The big data discipline uses a multi-scientific approach to analyzing and forecasting data, combining computer science, mathematical modeling, and statistics. Access to data and methods for working with it have emerged as critical factors. Companies may reliably manage big data by using and implementing artificial intelligence and machine learning (ML) techniques [3].

A growing number of security risks are associated with the widespread use and storage of data online. These risks arise from the proliferation of attacks that try to gain unauthorized access to the private information of people and organizations [4].

SQLIA is among the most harmful assaults on database servers. By taking advantage of security holes, attackers may compromise users’ and businesses’ data by tampering with, reading, erasing, or making copies of it [5].

Structured query language (SQL) injection flaws exist in every parameter a program uses to send an attack to a database. An attacker may use various techniques in this kind of attack to gain unauthorized entry to databases and extract information. The injection mechanism describes these procedures. The techniques used are primarily divided into four categories: injection through cookies, injection through user input, injection through server variables, and second-order or stored injections [6].

The increasing data exchange between individuals and institutions and daily transactions in various fields have made data vulnerable to many attacks, such as illegal access. One of the most well-known attacks is SQLIA. Standard methods for detecting and preventing these attacks can provide good results when dealing with small data. However, these approaches do not work effectively with big data. Hence, another approach must be developed to deal with big data and detect attacks against them.

This study was conducted to overcome the problems in previous works, which often did not mention the time taken during the testing phase to detect the type of request sent by the user and whether it contains harmful or benign payloads. In addition, the data protection method used when the protection model is alongside the user layer or the data layer was not addressed. Accordingly, the aims of this study are as follows:

To create a layer that separates the user layer from the data layer to increase data protection and prevent unauthorized access.
To protect user and institutional data, ensuring confidentiality, integrity, and prompt availability of data.
To reduce the time required to classify the payloads sent to the data layer.
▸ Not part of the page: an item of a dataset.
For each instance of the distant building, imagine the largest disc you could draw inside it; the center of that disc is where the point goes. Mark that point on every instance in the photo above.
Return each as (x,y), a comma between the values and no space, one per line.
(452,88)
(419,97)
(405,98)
In this research, we presented an approach for detecting the real-time SQLIA by applying a logistic regression (LR) approach in a big data environment using a distributed Spark ML system that acts as a middle protection layer between the client and the database server to increase data protection and the classification accuracy of the sent payload. The contributions of this model are as follows:

The first contribution of this model is that it proposes an approach that uses a middle layer between the data layer and the user layer to receive SQL payloads from the user layer and analyze them to classify whether the request is harmful or benign by using the LR approach with the big data framework Spark ML library. This layer prevents users from directly accessing data, thereby further protecting the data layer from unauthorized access and from violations of the principles of basic information security.
The second contribution is that the time taken to classify the request type is reduced by using the Spark ML library because Spark ML works in the memory in a distributed way, thereby reducing the time taken to classify the payload type.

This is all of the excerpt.